Am Weg zu einem neuen Rohstoffmarkt
Weniger Abfall, mehr Kreislaufwirtschaft – so lässt sich die Zielsetzung der neuen EU-Verpackungsordnung auf den Punkt bringen. Verpflichtende Rezyklatanteile, ökologisch gestaffelte Tarife, neue Kennzeichnungspflichten, Quoten und vieles mehr. Auf Industrie und Handel warten große Herausforderungen.

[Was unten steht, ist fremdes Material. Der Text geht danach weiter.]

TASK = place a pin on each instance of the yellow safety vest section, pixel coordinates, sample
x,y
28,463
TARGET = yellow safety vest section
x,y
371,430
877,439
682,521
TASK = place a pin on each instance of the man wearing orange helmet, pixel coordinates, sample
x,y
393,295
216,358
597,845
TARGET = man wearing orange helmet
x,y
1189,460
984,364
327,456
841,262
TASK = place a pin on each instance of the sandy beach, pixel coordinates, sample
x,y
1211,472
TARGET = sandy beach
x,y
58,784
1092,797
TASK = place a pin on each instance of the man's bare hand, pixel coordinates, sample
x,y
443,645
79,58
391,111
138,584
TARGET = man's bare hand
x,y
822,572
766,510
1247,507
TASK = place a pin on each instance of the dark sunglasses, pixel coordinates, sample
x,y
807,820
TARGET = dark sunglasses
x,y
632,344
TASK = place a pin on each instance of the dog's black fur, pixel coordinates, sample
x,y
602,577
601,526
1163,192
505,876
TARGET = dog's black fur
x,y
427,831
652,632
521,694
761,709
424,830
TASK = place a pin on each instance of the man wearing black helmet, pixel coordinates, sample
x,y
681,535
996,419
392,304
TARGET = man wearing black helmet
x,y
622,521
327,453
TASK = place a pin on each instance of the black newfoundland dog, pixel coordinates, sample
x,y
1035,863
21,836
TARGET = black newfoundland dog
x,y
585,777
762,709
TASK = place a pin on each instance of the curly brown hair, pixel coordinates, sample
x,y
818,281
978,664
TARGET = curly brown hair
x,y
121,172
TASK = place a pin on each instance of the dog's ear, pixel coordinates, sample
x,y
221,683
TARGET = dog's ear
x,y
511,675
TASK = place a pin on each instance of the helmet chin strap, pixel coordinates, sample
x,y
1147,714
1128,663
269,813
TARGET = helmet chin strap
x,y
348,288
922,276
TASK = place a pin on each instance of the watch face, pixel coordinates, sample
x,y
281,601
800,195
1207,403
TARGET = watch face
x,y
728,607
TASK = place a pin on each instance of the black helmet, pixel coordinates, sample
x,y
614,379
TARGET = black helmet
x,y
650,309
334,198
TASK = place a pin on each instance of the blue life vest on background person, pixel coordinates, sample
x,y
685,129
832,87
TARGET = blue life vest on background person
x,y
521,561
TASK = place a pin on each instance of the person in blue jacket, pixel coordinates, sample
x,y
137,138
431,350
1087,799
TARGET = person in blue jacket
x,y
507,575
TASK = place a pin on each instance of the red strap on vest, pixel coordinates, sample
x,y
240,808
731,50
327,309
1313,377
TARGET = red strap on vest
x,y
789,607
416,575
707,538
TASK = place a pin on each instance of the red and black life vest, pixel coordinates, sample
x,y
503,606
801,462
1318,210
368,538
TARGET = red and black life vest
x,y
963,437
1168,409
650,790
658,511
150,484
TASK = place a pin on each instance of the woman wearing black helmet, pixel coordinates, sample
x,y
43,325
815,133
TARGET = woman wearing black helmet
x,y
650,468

Mit dem verstärkten Einsatz von Sekundärrohstoffen steht ein milliardenschwerer Zukunftsmarkt vor der Tür – dieser benötigt aber noch ein Mehr an Investitionen und politischer Unterstützung. Vor allem bei Kunststoff herrscht europaweit Nachholbedarf. Hier steigt zwar die Nachfrage nach recyceltem Material und der Markt wächst – das Angebot kommt dem aber nicht nach.
Wechselhaftes Preisgefüge
Der Kostenfaktor stellt dabei eine große und diffizile Herausforderung dar, denn er gestaltet sich je nach Material unterschiedlich. Bei PET (Polyethylenterephthalat) ist Neuware („virgin material“) nach wie vor meist günstiger, einfacher verfügbar und mit weniger regulatorischen Hürden versehen als recycelter Kunststoff. Dieser weist hohe Produktionskosten auf – durch großen Aufwand für Sammeln, Sortieren und Reinigen. Das heißt: Rezyklate werden eingesetzt, wenn es Gesetzgeber oder Kund:innen verlangen, da sie im Vergleich (noch) teurer sind. Ein anschauliches Beispiel bringt Christian Strasser, Geschäftsführer des Recyclingunternehmens PET to PET Österreich GmbH: „Der Markt für gebrauchte PET-Flaschen ist geprägt von Online-Auktionen. Dort werden die täglichen Spotpreis-Maxima beinhart ermittelt. Das sind im Durchschnitt derzeit etwa 700 bis 800 Euro pro Tonne – aber noch nicht reinsortig und mit Störelementen behaftet. Also muss man noch 20 bis 30 Prozent Verlust einrechnen und die Aufbereitungskosten dazukalkulieren – das macht dann pro Tonne rund 1.600 bis 1.700 Euro. Die Neuware hingegen kommt auf etwa 1.000 Euro.“
Anders ist es bei recyceltem Polyethylen (PE): Da überschwemmen Billigimporte aus Drittstaaten den Markt und drücken den Preis nach unten. Dieses Problem existiert auch bei anderen Kunststoffen, etwa recyceltem Polypropylen (PP) – oftmals handelt es sich dabei auch nicht um Recyclingmaterialien, sondern um illegal falsch deklarierte Neuware. Das schadet der europäischen Recyclingindustrie. Ende 2024 wandte sich eine Allianz aus Entsorgern, Herstellern und Verbänden an die EU-Kommission – mit dem dringenden Ansuchen einer schärferen Kontrolle von importierten Rezyklaten. Diese würden unter Bedingungen unterhalb der EU-Standards produziert und zu Dumpingpreisen angeboten – zum Schaden der europäischen Industrie und ihrer Wertschöpfungskette. Preisschwankungen gefährden die Rentabilität der Unternehmen – und was die Wirtschaft dringend braucht, ist Investitionssicherheit. Die wachsende Weltbevölkerung, Rohstoffknappheit und ökologische Vorgaben machen eine effiziente Kreislaufwirtschaft unentbehrlich.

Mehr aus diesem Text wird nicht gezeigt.